Just as Victorianism was discredited by the catastrophe that was World War I, we can safely predict that the reign of Modernism will end in America in an even greater national catastrophe. American culture will continue to melt like an ice cube as it is egged on by the fanaticism of Boomers and Millennials who are the Modern counterpart of the Blundering Generation. The country will gradually dissolve into an acrimonious, ungovernable, hyper polarized mess until it inevitably explodes into violence and loses its relative position at the apex of the world order. Only then in the aftermath of this catastrophe will American elites finally shed their illusions and be wise enough to look with some objectivity on the flaws of their own ideology. More likely, the old fools who led us to this debacle will just be repudiated and replaced in office once it becomes clear where their values and beliefs ultimately led to.

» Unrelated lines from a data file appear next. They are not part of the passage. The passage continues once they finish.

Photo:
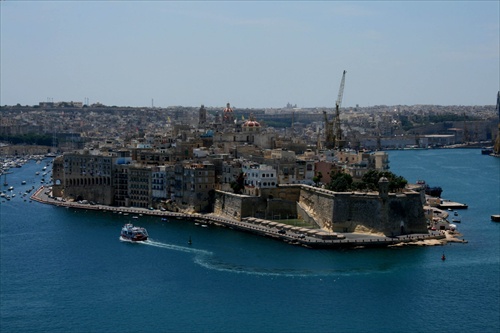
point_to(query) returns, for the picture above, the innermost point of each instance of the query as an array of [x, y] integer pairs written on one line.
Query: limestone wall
[[389, 214]]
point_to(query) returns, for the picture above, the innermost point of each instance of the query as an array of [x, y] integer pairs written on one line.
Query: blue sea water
[[65, 270]]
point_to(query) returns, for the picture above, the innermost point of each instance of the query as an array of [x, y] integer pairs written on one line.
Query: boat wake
[[176, 247], [210, 261]]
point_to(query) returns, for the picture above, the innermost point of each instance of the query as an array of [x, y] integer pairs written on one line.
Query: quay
[[310, 238]]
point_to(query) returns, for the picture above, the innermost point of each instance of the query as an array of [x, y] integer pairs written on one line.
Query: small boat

After the crisis has passed, 20th century America will be behind us and 21st century America will have begun to take its place. The American Empire will be a relic of the past like the British Empire. The country will have to be rebuilt into something that is capable of culturally, politically and economically functioning again which will mean repudiating modernism, postmodernism, neoliberalism and world hegemony and restoring the cultural foundation that was lost in the 20th century. The epoch of American history which began around the time of World War I and is largely the story of the rise and fall of the American Empire from the Lost Generation to the Millennials will be over. Modern America from the Roaring Twenties to the Turbulent Twenties or from when roughly the boots of the first American soldier landed on European soil to “make the world safe for democracy” and when Woodrow Wilson became the first sitting American president to visit Europe to when the last American soldier departed Europe due to American democracy’s unraveling will be complete and bookended by World War I and whatever lies is ahead of us.
Granted, I could be totally wrong about this. Maybe Joe Biden will be elected president, tensions will subside and the polarization will vanish and this country will miraculously heal its racial and cultural divisions after it learns how to function on the basis of critical race theory, but I doubt it. I see the outlines of a story with a beginning (the Lost Generation), a middle (the Boomers) and an imminent conclusion (the Millennials). I’ve decided to go ahead and start working on it before everything falls apart.